The temperature in Nineveh can soar above a hundred degrees, so God provided a shade plant to ease the prophet’s discomfort. It may seem like a little thing, but it was a token of kindness that made Jonah happy. God was caring for the prophet’s needs, and Jonah was thankful.
Jonah 4:7-8 But at dawn the next day God provided a worm, which chewed the plant so that it withered. When the sun rose, God provided a scorching east wind, and the sun blazed on Jonah’s head so that he grew faint. He wanted to die, and said, It would be better for me to die than to live.
Here we see that God can be exasperating. First he gave Jonah a blessing, then he took it away. God was not teasing the prophet; he was teaching him maturity. God wants us to honor him, not only when he gives, but when he takes away. This is a difficult lesson to learn.
Many years ago I was driving home from my minimum wage job, praising God for an unexpected bonus. I needed a new pair of pants, and now I could buy them. But as I was praising God, I saw flashing red lights in my mirror. I was given a ticket for the exact amount of the bonus, and like Jonah, my praising turned to complaining.
But after losing family and fortune, Job replied, The Lord gave and the Lord has taken away; may the name of the Lord be praised (Job 1:21). God is less concerned with our comfort than he is with our character. He gives and takes away to help us mature. This is why the Bible says to give thanks in all circumstances; for this is God’s will for you in Christ Jesus (1 Thessalonians 5:18).
Notice also that God used the big fish and the little worm to help the prophet mature. God is sovereign over big things, little things, and everything in-between. And he uses all things . . . for the good of those who love him (Romans 8:28), wrote Paul. God’s ways do not always agree with us, but he is always working for our good.
Jonah 4:9 God said to Jonah, Is it right for you to be angry about the plant? It is, he said. And I’m so angry I wish I were dead.
Unresolved anger leads to depression, and Jonah’s lack of anger management was getting him down. It is not a perfect life that makes us happy, but the ability to forgive and forget.
An attorney was resentful toward some of his clients, who did not pay their bills, and his anger was making things worse. So he wrote them each a note saying, Your bill is forgiven. In exchange, please forgive at least one person who owes you money or has offended you. He got over his resentment, and experienced so much joy, that he did the same thing at the end of each year.
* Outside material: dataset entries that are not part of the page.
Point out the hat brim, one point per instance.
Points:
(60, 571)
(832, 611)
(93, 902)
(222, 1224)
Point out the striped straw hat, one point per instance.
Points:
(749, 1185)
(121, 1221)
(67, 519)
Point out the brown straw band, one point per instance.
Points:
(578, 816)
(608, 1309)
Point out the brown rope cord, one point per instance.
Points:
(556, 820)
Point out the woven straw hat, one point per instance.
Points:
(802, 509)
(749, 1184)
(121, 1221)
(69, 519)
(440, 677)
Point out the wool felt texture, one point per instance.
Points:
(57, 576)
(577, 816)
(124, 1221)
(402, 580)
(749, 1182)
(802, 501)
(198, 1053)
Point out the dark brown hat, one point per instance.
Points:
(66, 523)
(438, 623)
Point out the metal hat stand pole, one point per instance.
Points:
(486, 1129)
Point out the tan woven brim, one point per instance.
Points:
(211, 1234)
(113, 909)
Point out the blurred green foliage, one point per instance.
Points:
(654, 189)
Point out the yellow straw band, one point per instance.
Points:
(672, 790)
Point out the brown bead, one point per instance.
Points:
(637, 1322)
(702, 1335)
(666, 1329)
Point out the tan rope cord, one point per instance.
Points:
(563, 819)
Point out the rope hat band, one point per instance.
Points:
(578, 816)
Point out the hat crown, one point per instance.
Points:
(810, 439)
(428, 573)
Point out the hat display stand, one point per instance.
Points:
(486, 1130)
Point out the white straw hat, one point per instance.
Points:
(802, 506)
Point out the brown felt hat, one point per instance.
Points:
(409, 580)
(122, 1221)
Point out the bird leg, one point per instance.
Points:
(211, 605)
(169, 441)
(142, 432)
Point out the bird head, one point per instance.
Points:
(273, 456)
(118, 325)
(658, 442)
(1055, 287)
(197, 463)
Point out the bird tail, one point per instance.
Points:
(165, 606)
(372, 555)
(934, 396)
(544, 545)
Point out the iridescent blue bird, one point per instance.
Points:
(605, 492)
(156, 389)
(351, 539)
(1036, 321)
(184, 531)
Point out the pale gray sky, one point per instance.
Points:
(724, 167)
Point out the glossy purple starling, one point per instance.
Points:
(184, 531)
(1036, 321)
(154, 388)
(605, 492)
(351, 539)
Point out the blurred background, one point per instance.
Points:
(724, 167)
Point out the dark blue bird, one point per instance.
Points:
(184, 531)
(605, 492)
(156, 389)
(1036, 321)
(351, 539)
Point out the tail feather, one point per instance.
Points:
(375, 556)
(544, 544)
A good way to manage anger is to receive God’s forgiveness, and to forgive those who hurt you.
Jonah 4:10-11 But the Lord said, You have been concerned about this plant, though you did not tend it or make it grow. It sprang up overnight and died overnight. And should I not have concern for the great city of Nineveh, in which there are more than a hundred and twenty thousand people who cannot tell their right hand from their left—and also many animals?
Jonah was more concerned for his physical comfort than for the lost souls of Nineveh. He was not as noble as Paul who said, I could wish that I myself were cursed and cut off from Christ for the sake of my people (Romans 9:2-3). To go to hell for another person is beyond what God asks of us, but to care for lost souls is not.
A Christian man was thrown into prison and tortured for his faith, but he shared the gospel with those who tortured him. The closer he came to death, in fact, the more burdened he was for their souls. He was willing to be tortured in order to evangelize, and one of the guards was converted. As a prophet of God, it was time for Jonah to get over himself, and start caring for the ones God sent him to reach.
Reflection and Review
Why didn’t Jonah want Nineveh to repent?
Why does God give and take away?
Do you care about people who are going to hell?